April 15, 1976
Report, Embassy of Hungary in North Korea to the Hungarian Foreign Ministry
Comrade György Kuti was given detailed information by his Soviet colleague […] about one of the most important items on the agenda of the Soviet-Korean intergovernmental economic negotiations that took place in Moscow in late January and early February 1976, namely, the utilization of the new Soviet investment and development loan between 1976 and 1980, and also about the repayment of the accumulated [North Korean] debts, the conduct of the DPRK negotiating delegation, and other related issues.
[…]
The DPRK side also made a request for the construction of a nuclear power plant. For various reasons – primarily military considerations and the amount of the investment – the Soviet side declared that this [request] was now inopportune and proposed to come back to it only in the course of the next [five-year] plan. The Korean side was very reluctant to accept this Soviet decision and the rejection of a few other investment demands.
Particularly in the course of the negotiations over credit, but also on other issues, […] the head of the Korean delegation – Deputy Premier Kong Jin-tae – behaved in an extremely aggressive way, definitely crude and insulting in certain statements vis-a-vis his Soviet counterpart, Deputy Premier Arkhipov.

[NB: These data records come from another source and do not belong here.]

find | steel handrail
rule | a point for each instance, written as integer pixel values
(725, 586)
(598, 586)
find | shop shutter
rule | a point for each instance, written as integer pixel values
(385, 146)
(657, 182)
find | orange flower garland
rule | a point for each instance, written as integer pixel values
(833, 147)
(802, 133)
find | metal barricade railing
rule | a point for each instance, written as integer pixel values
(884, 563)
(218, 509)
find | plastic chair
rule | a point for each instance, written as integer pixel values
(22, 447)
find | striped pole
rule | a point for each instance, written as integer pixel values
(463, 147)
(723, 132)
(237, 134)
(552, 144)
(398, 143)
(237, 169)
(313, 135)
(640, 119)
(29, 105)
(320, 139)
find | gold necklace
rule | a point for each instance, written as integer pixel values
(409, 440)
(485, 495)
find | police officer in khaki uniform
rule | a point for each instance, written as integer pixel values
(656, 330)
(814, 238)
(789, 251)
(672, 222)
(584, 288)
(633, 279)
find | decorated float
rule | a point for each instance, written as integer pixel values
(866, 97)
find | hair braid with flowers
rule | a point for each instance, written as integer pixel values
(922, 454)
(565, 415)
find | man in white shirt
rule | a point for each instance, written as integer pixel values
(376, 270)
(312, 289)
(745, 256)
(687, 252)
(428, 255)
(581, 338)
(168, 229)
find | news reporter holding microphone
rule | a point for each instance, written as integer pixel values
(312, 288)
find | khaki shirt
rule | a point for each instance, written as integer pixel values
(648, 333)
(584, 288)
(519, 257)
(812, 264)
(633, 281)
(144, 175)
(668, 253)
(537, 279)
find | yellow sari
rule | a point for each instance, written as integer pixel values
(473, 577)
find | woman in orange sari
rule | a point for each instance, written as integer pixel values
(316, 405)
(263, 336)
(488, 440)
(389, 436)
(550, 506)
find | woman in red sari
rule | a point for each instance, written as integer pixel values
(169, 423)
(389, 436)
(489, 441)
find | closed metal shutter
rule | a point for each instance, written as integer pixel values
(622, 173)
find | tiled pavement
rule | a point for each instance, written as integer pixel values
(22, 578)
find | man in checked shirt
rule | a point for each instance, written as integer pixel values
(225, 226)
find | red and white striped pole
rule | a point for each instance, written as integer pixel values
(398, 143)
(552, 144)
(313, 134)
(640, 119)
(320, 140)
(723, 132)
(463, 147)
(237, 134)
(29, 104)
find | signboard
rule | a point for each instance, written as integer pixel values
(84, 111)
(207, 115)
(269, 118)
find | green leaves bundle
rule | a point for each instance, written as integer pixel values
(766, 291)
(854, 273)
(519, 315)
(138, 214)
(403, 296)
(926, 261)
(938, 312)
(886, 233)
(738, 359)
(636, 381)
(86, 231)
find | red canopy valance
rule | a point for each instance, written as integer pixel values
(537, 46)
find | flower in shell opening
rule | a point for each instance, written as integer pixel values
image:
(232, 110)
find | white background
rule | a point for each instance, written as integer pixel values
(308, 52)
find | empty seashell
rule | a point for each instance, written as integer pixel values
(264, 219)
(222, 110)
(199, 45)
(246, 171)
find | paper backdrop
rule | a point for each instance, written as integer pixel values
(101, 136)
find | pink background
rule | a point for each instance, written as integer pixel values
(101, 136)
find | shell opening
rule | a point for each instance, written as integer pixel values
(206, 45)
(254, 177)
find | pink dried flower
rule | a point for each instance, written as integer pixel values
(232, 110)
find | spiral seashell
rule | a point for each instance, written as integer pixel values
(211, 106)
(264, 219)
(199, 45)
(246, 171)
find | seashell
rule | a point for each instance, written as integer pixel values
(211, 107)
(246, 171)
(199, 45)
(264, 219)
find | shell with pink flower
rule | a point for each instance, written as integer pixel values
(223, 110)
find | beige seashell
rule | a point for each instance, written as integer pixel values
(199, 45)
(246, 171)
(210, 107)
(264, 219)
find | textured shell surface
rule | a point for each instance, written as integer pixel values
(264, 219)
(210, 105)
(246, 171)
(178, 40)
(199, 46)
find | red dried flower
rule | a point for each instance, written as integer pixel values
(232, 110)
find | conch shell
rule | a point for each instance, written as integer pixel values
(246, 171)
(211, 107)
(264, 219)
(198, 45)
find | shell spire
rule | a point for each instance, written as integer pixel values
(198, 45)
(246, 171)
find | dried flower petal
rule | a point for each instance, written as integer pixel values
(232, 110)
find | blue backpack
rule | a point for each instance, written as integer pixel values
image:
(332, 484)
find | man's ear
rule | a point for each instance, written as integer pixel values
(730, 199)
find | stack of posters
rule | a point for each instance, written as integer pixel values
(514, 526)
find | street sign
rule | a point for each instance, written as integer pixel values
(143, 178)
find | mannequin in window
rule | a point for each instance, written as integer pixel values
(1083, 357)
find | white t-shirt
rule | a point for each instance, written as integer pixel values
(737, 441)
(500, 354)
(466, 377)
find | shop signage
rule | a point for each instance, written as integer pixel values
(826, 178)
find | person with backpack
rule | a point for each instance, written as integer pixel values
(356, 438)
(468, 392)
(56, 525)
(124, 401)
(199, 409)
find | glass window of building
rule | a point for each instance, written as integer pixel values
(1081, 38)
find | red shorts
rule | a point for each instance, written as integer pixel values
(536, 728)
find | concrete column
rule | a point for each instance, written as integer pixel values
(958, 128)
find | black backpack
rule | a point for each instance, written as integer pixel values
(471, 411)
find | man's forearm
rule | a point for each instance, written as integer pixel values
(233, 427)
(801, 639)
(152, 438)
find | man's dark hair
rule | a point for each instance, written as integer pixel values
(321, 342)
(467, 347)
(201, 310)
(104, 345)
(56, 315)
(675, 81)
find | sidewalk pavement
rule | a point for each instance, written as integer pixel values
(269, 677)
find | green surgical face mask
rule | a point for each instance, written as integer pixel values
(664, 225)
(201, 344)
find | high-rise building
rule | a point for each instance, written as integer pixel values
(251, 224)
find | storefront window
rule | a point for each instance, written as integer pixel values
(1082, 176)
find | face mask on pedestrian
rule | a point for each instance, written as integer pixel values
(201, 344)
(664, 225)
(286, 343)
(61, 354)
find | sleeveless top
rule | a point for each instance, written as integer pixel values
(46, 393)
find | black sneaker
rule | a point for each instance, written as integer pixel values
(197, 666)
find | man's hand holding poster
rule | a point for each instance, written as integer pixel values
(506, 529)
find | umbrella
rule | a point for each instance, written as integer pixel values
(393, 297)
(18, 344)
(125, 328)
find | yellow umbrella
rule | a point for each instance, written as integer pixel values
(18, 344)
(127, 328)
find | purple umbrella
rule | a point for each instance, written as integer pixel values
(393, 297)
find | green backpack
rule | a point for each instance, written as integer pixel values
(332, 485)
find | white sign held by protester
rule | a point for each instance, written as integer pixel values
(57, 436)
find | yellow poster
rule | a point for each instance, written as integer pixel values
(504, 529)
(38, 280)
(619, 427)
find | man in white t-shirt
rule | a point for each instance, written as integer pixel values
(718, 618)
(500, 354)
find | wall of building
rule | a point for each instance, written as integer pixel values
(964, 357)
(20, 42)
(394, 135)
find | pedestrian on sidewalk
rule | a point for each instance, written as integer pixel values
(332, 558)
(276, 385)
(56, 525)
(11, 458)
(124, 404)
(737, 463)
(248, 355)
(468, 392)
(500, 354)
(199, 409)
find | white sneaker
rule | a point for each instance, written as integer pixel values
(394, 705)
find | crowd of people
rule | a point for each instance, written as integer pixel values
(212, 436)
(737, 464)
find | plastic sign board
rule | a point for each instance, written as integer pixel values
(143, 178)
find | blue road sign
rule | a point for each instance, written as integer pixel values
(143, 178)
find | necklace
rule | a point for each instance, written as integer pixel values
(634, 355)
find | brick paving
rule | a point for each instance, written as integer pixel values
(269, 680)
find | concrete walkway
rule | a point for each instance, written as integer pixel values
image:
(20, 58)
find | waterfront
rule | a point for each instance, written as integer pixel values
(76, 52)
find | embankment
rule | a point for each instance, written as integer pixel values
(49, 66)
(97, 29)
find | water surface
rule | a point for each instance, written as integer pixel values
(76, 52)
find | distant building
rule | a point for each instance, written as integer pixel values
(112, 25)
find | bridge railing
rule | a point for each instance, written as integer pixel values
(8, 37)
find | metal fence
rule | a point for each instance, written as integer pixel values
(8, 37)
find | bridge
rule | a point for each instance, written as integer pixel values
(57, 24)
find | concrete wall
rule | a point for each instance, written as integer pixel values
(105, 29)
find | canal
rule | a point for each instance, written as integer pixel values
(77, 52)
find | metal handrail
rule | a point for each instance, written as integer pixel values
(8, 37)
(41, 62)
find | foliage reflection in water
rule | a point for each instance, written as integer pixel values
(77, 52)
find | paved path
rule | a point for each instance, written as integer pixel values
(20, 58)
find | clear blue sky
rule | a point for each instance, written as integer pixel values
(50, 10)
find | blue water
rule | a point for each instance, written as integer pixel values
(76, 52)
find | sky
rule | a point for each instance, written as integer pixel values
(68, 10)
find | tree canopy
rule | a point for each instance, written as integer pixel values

He declared several times that if the Soviet Union was unwilling to make “appropriate” allowances for the “front-line situation” of the DPRK, and did not comply entirely with the Korean requests, the DPRK would be compelled to suspend its economic relations with the Soviet Union.
It was only after his visit to Comrade Kosygin that Kong Jin-tae changed his conduct, and thus it became possible to sign the agreements. Comrade Kosygin, among others, firmly rebuked him, declaring that the Soviet Union did not accept ultimatums.
Ferenc Szabó
ambassador
Report on Soviet-Korean economic negotiations. The DPRK makes a request for a nuclear power plant, which the Soviet Union declines. The Korean delegation is overly aggressive and crude to the Soviets.